Et le Seigneur nous dit, ce matin « mon ami, je t’invite à sonder ton cœur et à identifier le joug qui pèse sur tes épaules aujourd’hui et qui t’amène à vivre tout ce qui touche aux choses de Dieu : ton service, ton appel, ta sainteté… comme étant lourd…».

 

 

  1. La pincée de « Kharis » et « d’Agape »

 

Jésus est donc venu publier une année de grâce…

C’est-à-dire qu’Il est venu jeter dans le bouillon de nos vies, la farine de 2 dimensions nouvelles qui n’avaient jamais été évoquées auparavant.

L’une prend naissance dans l’autre… prend sa source dans l’autre.

Jésus est venu révéler un nouveau genre d’amour… un amour que le monde n’avait jamais connu auparavant.

Les esprits les plus grands avaient jusque-là, médité sur la nature de Dieu… mais ce que l’esprit humain pouvait saisir dans ses limites, dans sa petitesse n’était qu’une compréhension relative, qui reposait sur ce qu’il connaissait déjà.

La véritable nature de Dieu est apparue dans l’histoire de l’humanité, telle qu’elle est réellement en la personne de Jésus-Christ.

On ne touche Dieu, on n’approche Dieu, on ne connait Dieu que par la révélation de Jésus-Christ.

Nul ne vient au Père que par Lui… celui qui a le Fils a le Père.

Et dans cette révélation de Dieu, deux mots nouveaux sont apparus pour définir combien la Nouvelle Alliance qu’Il allait sceller au travers de son sang, était plus excellente que l’ancienne.

 

Le premier mot annonçant cette nouvelle dimension était le mot « agape ».

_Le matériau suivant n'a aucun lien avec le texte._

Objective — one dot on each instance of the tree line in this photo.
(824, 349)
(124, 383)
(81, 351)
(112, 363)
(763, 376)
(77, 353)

Et « agape » s’est exprimé de la manière la plus parfaite au travers du deuxième : « Kharis ».

 

  • « Agape »

 

« Agape » était rarement employé avant Jésus. Ce sont les auteurs du NT qui en donnèrent la signification la plus véritable.

I JEAN 4 : 8 nous dit que « Dieu est Amour »… c’est-à-dire que ce n’est pas une émotion que Dieu ressentirait mais c’est sa nature même.

« Agape » est le choix éternel de Dieu d’être pour les autres… d’exister pour le bien de ce qu’Il a créé…

« Agape » ne trace pas de frontière, il n’exclut personne.

 

« Agape », l’amour divin… la nature même de Dieu…

Un amour qui nous englobe tous… ses enfants comme ses ennemis…

Les méchants comme les ingrats…

Dieu aime… pas à cause de ce que nous faisons mais parce que c’est sa nature.

Les hommes peuvent lui tourner le dos, le maudire, se rebeller… Il continue à les aimer.

En Jésus… en lisant sa vie, en l’écoutant s’adresser aux gens de son époque, en le voyant agir, en le voyant se comporter, nous avons une définition et une application très concrète de l’amour agape…

(cf. ROM. 12)

 

Nous en avons la plus belle définition dans I COR. 13.

 

 

 

  • « Kharis »

 

Et cet amour « Agape » a trouvé son expression parfaite sous le terme « Kharis » en grec… qui a donné le mot que nous connaissons aujourd’hui : « Grâce ».

Un mot connu à l’époque mais quasiment jamais employé et qui a connu sa parfaite définition quand il a été incorporé dans le vocabulaire du NT.

 

Ce mot voulait dire auparavant « quelque chose qui enchante ou apporte la joie…  une faveur… quelque chose qui est donné et non gagné… »

On l’employait soit pour un cadeau d’anniversaire, soit pour un service que l’on rendait à quelqu’un.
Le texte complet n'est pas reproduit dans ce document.